Now the faster goroutines waited at the barrier for the slower ones, and only after that did they all move on to the main step together.

Here are some examples of when a synchronization barrier can be useful:

Parallel computing. If you're sorting in parallel and then merging the results, the sorting steps must finish before the merging starts. If you merge too soon, you'll get the wrong results.
Multiplayer applications. If a duel in the game involves N players, all resources for those players need to be fully prepared before the duel begins. Otherwise, some players might be at a disadvantage.
Distributed systems. To create a backup, you need to wait until all nodes in the system reach a consistent state (a checkpoint). Otherwise, the backup's integrity could be compromised.

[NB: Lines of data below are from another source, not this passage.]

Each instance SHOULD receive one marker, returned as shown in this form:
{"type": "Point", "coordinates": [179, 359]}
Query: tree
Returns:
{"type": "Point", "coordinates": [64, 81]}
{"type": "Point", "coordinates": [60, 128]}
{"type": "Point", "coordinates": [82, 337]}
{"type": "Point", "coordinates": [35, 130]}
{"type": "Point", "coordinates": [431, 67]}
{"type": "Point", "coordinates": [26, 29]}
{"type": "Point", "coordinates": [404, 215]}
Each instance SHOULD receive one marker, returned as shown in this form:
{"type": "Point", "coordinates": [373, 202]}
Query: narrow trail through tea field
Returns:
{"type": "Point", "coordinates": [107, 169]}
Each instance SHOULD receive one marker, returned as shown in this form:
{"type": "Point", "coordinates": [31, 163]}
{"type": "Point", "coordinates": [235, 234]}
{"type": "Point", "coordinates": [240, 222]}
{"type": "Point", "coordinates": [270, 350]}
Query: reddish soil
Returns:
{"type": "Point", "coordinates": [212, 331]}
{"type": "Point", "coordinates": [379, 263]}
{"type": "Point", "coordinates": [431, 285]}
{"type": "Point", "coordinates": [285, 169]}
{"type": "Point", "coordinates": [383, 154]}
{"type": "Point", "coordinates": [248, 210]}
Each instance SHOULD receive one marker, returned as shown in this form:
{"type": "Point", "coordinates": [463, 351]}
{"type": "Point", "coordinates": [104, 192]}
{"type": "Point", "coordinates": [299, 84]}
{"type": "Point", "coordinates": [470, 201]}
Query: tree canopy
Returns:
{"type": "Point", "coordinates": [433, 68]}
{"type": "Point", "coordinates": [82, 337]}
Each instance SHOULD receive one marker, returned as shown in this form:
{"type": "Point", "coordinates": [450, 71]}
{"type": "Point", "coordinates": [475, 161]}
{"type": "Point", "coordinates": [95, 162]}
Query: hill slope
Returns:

The standard library doesn't have a barrier, so now is a great time to make one yourself!

Summary

You've learned the classic synchronization tools — mutexes, semaphores, rendezvous, and barriers. Be careful when using them. Try to avoid complicated setups, and always write tests for tricky concurrent situations.

Key points to remember:

Mutexes allow only one goroutine at a time to access a resource.
Semaphores allow up to N goroutines to access a resource concurrently.
Rendezvous enables two goroutines to wait for each other at a synchronization point.
Synchronization barriers ensure all goroutines reach a point before any proceed.
Channels can be used to implement semaphores and other synchronization primitives.

These tools provide powerful ways to control concurrency and coordinate goroutines in your Go programs.